Pardington and his sister Fiona are easily among the most important photographers working in New Zealand today. The images in The Vault are documentary in that they record museum storage areas around the country, much as an earlier series surveyed hospital surgeries. The repetition and archiving are an important artistic strategy – one thinks of the Bechers’ water tower photographs and Warhol’s endless Maos and Marilyns – but beyond that Pardington’s images are rich with mystery and even melancholy. The richness and diversity of colours and textures, and the neat ranked order of things carefully placed seduce the eye. We wonder about the stories behind these boxed and tagged objects (which quite likely have never been on public display).
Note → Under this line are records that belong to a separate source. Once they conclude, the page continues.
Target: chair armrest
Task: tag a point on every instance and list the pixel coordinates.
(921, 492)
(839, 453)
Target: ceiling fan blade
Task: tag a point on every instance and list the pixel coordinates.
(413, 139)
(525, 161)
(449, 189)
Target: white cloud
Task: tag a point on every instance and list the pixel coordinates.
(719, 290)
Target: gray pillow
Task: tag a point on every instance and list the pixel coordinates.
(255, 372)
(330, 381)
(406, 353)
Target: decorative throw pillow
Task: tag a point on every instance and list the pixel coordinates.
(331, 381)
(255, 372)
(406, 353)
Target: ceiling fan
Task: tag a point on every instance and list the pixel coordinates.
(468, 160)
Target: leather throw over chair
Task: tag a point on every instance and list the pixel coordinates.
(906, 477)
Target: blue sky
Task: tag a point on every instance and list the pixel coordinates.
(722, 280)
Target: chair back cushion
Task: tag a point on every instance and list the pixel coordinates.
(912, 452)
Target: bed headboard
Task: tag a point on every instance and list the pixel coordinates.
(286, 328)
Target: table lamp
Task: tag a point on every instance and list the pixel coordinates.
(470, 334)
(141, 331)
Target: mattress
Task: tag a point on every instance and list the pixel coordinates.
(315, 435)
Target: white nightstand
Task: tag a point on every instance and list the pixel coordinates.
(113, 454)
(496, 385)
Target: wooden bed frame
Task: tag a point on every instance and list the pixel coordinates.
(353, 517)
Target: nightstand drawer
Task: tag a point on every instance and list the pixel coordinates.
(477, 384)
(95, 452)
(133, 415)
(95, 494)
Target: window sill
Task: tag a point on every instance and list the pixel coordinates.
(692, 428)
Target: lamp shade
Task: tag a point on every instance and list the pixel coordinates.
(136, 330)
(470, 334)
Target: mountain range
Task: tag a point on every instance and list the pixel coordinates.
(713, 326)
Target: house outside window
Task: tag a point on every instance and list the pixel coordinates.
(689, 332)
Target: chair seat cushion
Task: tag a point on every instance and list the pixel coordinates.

Museum stores are liminal spaces; unfettered of the need to educate or appeal to an audience, they are beholden only to the economy of space, conservation and efficient retrieval. In essence, we might even describe Pardington’s large, beautiful images are meta-diagrams of Aristotle’s cataloguing and ordering philosophy stripped of the trappings of display. And yet, they are on display in the form of the photographs – the line between display space and back of house is irrevocably blurred, even inverted. The photographs make the racks and boxes exclusively aesthetic – we don’t have to know anything about the habitat of the dead seagulls (forming the sort of “symphony in grey” that would have appealed to Whistler) or the precise ethnographical meaning of the Samoan clubs (perhaps with the faintest suggestion of his sister Fiona’s evocative photographs of Maori taonga), we’re just here for the colours and forms (all masterfully handled). A set of specimen draws is transformed into a cross between Mary Kelly’s Post-Partum Document and a minimalist grid by Donald Judd.

Storage, is by its very nature, a minimalist grid, but the artifacts and fauna stored therein are baroque and luscious and this paradoxical juxtaposition lends an aesthetic frisson to the whole endeavor that was perhaps lacking in the starker images of hospital operating theatres of a few years ago.

More often than not the photographs are testament to the Victorian obsession for collecting and imperial acquisition (the sort of thing that makes modern collections managers twitch for a good de-accessioning). Each image is fundamentally a Wunderkammer (cabinet of curiosities) by proxy, and en masse make me slightly giddy. The vast gallery space becomes a cathedral of curiosities. At the same time there is this delicious frisson of something usually private and unseen made public in a very visual way. Any of these could prove a Proustian Madeleine to trigger a cascade of tiered reverie and semiotic free association of the sort we pointy-headed types are fond of. Indeed, I am reminded of something Proust on the painter Chardin: “Until I saw Chardin’s paintings I never realised how much beauty lay around me in my parents’ house, in the half-cleared table, in the corner of a table-cloth left awry, in the knife beside the empty oyster-shell”. The photographs are the still life equivalent of a found poem or an objet trouvé.

We feel that we are being let in on a secret, a sort of Eleusinian mystery. The act of viewing takes on a slightly sacramental quality and the gallery space does indeed become cathedral like, full of reliquaries; or even slightly tomb-like with the viewer in the position of the archaeologist seeing what has been hidden from public view for centuries.

I have to say I am very much a fan.

(The images above have been sampled from Neil Pardington's The Vault page on his website. They are not necessarily included amongst his 35 images selected for Christchurch.)